3) “The Remarkable Decade”
As can be expected, Nicholas I became one of the most conservative emperors in modern Russian history, stifling public organizations and imposing the strictest censorship upon the press. This, however, did not prevent the beginning of a vibrant period for the Russian intelligentsia. The years 1838-1848 have been called “the remarkable decade”, and are characterized by greater and greater exposure to western thought, the rise of (limited) public dialogue in literary journals, and the forming of clandestine intellectual circles amongst (mostly) the nobility(key examples being the Stankevich circle and the Petrashevsky circle). This decade is also marked by the popularity of German philosophical thought, especially that of early German idealism (Fichte, Schelling, etc.), Hegel, and Feuerbach. Intellectuals such as V.G. Belinksy (“the father of Russian literary criticism”), A. Herzen (“the father of Russian Socialism”) and M.A. Bakunin (quite the idealist before his shift to philosophical and political anarchism) grappled with questions such as the literary expression of the Russian spirit, and the role of the individual in world history. The later half of this period saw these figures moving away from the most abstract forms of philosophical idealism (perhaps exemplified in Belinsky’s period of Right Hegelian “reconciliation with reality”) and adopting ‘philosophies of the act’ – however, even this turn to a more engaged form of social criticism in the 1840s was still marked by a predilection for contemplation and idealist notions of organic spirit & historico-national development.
4) The 1860s
The decade of the 1860s saw a huge shift in the views of the intelligentsia. Gathering around the progressive journalSovremennik (‘The Contemporary’), a group of young intellectuals (most notably N.G. Chernyshevsky and N.A. Dobrolyubov) became advocates of radical materialism and forms of utopian socialism. Influenced by the latest French and German scientific empiricism and socialist thought, ‘the generation of the 1860s’ viewed their 1840s forebears as alienated, ‘superfluous’ idealists (a generational conflict brilliantly portrayed in Turgenev’s Fathers and Sons and Dosteovsky’s Demons). Perhaps the most influential text of this period was Chernyshevsky’s What is to be Done?, a novel envisioning a utopian future marked by communal social arrangements, scientific ordering of labor and the economy, and rationalism guiding all human relations and interactions (This, incidentally, was one of V.I. Lenin’s favorite books, and the source for the title of his 1902 pamphlet “What is to be Done?”). This period is also notable for the rise in populism – unsatisfied with the exploitative terms of Alexander II’s emancipation of the serfs in 1861, greater and greater emphasis was put upon the plight of the peasantry. It is also important to note that the intelligentsia of the 1860s, besides being larger than at any point in its previous history, was also far more socially diverse. This is especially due to the rising popularity of radical views among university students, whose numbers were themselves swelled by Russia’s growing urban populations and the lifting of occupational restrictions for the sons of priests. Indeed, this generation is usually tied to raznochintsy, sons and daughters of the middle classes who made up the bulk of these radical social movements.

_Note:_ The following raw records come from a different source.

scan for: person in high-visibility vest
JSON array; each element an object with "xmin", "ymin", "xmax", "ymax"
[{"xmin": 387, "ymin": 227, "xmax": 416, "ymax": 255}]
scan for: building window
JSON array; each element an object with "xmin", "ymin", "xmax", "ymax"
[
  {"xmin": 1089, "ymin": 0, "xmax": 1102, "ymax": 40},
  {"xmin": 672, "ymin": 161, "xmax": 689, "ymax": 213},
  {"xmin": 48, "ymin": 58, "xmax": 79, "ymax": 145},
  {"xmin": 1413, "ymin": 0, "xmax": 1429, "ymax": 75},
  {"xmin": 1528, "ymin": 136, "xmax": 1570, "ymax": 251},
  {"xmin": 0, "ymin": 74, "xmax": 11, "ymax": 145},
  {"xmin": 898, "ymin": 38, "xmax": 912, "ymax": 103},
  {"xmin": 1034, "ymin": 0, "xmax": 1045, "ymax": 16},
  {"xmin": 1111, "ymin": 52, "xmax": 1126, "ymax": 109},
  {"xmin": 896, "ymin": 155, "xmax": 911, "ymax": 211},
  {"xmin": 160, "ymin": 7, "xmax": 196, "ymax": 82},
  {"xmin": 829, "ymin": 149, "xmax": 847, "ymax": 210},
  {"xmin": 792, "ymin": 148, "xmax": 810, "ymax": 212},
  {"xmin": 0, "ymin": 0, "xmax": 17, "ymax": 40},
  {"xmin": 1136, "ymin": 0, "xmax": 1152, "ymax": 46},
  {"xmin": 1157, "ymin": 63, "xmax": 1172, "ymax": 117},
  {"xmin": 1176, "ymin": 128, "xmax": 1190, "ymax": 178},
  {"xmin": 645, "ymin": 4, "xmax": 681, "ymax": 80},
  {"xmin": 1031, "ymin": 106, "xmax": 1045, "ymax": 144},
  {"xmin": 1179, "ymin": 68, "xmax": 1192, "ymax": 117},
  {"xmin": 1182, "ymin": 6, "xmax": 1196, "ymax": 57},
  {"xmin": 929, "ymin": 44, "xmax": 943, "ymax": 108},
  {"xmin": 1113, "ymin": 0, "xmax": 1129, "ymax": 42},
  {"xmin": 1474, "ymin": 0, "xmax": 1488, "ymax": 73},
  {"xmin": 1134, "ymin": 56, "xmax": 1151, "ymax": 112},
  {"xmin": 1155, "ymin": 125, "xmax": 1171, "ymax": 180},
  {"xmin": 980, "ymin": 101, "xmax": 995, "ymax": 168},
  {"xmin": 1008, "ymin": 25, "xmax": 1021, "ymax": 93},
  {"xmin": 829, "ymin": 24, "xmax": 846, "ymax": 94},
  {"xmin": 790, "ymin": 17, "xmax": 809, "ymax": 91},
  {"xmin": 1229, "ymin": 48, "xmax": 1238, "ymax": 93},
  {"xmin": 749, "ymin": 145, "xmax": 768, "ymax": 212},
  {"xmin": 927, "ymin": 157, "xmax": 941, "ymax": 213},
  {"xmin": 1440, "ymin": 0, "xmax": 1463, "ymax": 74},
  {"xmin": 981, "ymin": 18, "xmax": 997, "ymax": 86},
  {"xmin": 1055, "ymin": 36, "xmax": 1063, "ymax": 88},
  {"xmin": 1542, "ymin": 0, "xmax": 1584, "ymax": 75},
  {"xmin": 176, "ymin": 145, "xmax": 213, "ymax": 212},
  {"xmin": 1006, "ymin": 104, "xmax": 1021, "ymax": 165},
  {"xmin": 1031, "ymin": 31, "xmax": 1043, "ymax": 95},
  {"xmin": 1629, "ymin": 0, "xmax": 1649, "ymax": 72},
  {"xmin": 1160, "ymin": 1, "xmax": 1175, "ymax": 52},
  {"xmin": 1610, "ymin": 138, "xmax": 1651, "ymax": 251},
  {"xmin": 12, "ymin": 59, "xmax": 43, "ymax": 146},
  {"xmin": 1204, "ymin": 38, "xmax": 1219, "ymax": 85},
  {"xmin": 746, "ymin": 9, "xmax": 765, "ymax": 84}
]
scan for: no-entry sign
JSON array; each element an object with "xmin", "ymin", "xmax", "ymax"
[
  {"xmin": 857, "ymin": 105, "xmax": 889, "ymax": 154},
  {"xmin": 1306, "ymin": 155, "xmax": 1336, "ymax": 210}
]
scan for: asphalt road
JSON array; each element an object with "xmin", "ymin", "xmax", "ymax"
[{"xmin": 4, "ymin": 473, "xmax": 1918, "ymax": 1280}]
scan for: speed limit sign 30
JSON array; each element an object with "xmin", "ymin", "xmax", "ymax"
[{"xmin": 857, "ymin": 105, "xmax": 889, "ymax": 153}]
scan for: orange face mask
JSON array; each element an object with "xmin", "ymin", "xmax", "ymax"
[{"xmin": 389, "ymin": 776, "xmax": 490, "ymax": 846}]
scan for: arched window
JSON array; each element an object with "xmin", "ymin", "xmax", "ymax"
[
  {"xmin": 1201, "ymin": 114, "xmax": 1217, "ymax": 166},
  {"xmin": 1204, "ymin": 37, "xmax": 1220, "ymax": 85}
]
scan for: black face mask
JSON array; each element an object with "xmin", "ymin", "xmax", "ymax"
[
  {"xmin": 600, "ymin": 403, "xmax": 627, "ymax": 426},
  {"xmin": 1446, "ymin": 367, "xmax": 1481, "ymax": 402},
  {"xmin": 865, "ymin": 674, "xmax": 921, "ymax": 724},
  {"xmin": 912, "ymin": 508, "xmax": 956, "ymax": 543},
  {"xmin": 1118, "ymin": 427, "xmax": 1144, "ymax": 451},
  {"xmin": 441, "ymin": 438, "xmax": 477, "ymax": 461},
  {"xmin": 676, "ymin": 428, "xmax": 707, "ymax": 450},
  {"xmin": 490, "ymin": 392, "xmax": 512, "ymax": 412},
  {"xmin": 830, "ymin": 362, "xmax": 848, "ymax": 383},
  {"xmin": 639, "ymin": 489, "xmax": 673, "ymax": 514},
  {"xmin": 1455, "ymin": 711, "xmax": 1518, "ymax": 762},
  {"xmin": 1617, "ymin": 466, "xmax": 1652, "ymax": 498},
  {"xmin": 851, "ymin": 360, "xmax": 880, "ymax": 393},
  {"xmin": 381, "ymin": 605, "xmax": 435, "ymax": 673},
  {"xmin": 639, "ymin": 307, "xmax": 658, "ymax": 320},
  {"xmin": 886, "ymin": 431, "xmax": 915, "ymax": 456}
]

Populism, or political concern for Russia’s peasantry, can be said to characterize all periods in the history of the intelligentsia. However, it is from the late-1860s to the 1880s that Russian populism really had its greatest impact. Questions of Russia’s political future revolved around the fate of the post-emancipation peasantry. Perhaps the most famous incident of the Populist (or Narodniki) movement during this period was their ‘going to the people’ (khozhdennie k narodu) – during the spring and summer of 1874, hundreds of young students and radicals traveled to the countryside to distribute literature, spread socialism, and generally reveal to the peasantry the facts of their exploitation and show them the path to a revolutionary new future. The movement was thoroughly unsuccessful (in fact, more than a few of these radical students were turned in to the police by the peasants themselves, who viewed them with suspicion). This did not, however, decrease the popularity of populist thought. A key populist organization in the 1870s was the group Zemlya i Volya (usually translated as ‘Land and Liberty’). Devoted to agitational work and educating the people, the group split in the late 1870s into Chernyi Peredel (‘Black Repartition’, which advocated for the gradual spread of socialist thought among the peasantry) and Narodnaya Volya (‘The People’s Will’, which advocated terrorism and was responsible for the assassination of Tsar Alexander in 1881). The social make-up of this generation of the intellgentsia was like the previous, and would generally remain so until 1917 – university students, disenfranchised raznochintsy from Russia’s urban centers, professional revolutionaries, and a scattering of individuals from the lower classes and the nobility.
G.V. Plekhanov, the founder of Chernyi Peredel (the splinter group from Zemlya i Volya that opposed the use of terror), emmigrated to Switzerland in 1880 to avoid arrest. During the early 1880s, Plekhanov read works on political economy extensively, and became a convicted Marxist (he is usually referred to as ‘the father of Russian Marxism’). In 1883 Plekhanov and a group of co-revolutionaries formed Gruppa Osvobozhdennie Truda (‘Group for the Emancipation of Labor’) in Geneva, which was the first Russian Marxist organization. Plekhanov was known as an incredibly sophisticated theorist, and his works on Russia and Marxist theory, as well as the ability of Gruppa Osvobozhdennie Truda to establish networks for the transmission of texts inside Tsarist Russia, influenced a generation of the Russian intelligentsia to shift their focus from efforts with the peasantry and their belief in utopian socialism to agitation amongst the urban proletariat and study of Marxist political and economic theory. From here we see the growing rise of conspiratorial circles in Russia and emigre circles abroad, the crystallization of Marxist trends in the Iskra period and the founding of the RSDLP, the split of this group into Bolshevik and Menshevik factions at its second congress in 1903, the Russian Revolution of 1905, the First World War and the Revolutions of 1917.
phew. My apologies for treating the end of the 19th / early 20th c. in rather abridged fashion. The Russian intelligentsia is an absolutely fascinating subject, and I’ve only sketched out for you just the most basic outline of the Russian 19th century. Missing are Bakunin, Kropotkin and questions of anarchism, Herzen’s Kolokol and the radical emigre tradition, the role of literature and the press in spreading radical thought, Slavophile currents in politics and culture, Nihilism as a cultural/intellectual movement, the rise of liberalism at the turn of the 20th century, and a whole historiography of the October Revolution (not to mention questions of gender, ethnicity, economics, trans-imperial connections, etc etc etc). I would be more than happy to answer any questions you have regarding certain events, periods, and persons.
The two classic works on the Russian intelligentsia, which cover the intellectual, social, and political trajectories of the 19th century, are:
- Franco Venturi, Roots of Revolution, translated by Francis Haskell (New York: George Wiedenfeld & Nicolson, 1960 ).
- Andrzej Walicki, A History of Russian Thought: From the Enlightenment to Marxism (Stanford: Stanford University Press, 1979 ).
A classic work on the development of the intelligentsia out of the 18th c. is also:
- Marc Raeff, Origins of the Russian Intelligentsia: The Eighteenth-Century Nobility (New York: Harcourt, Brace & World, 1966).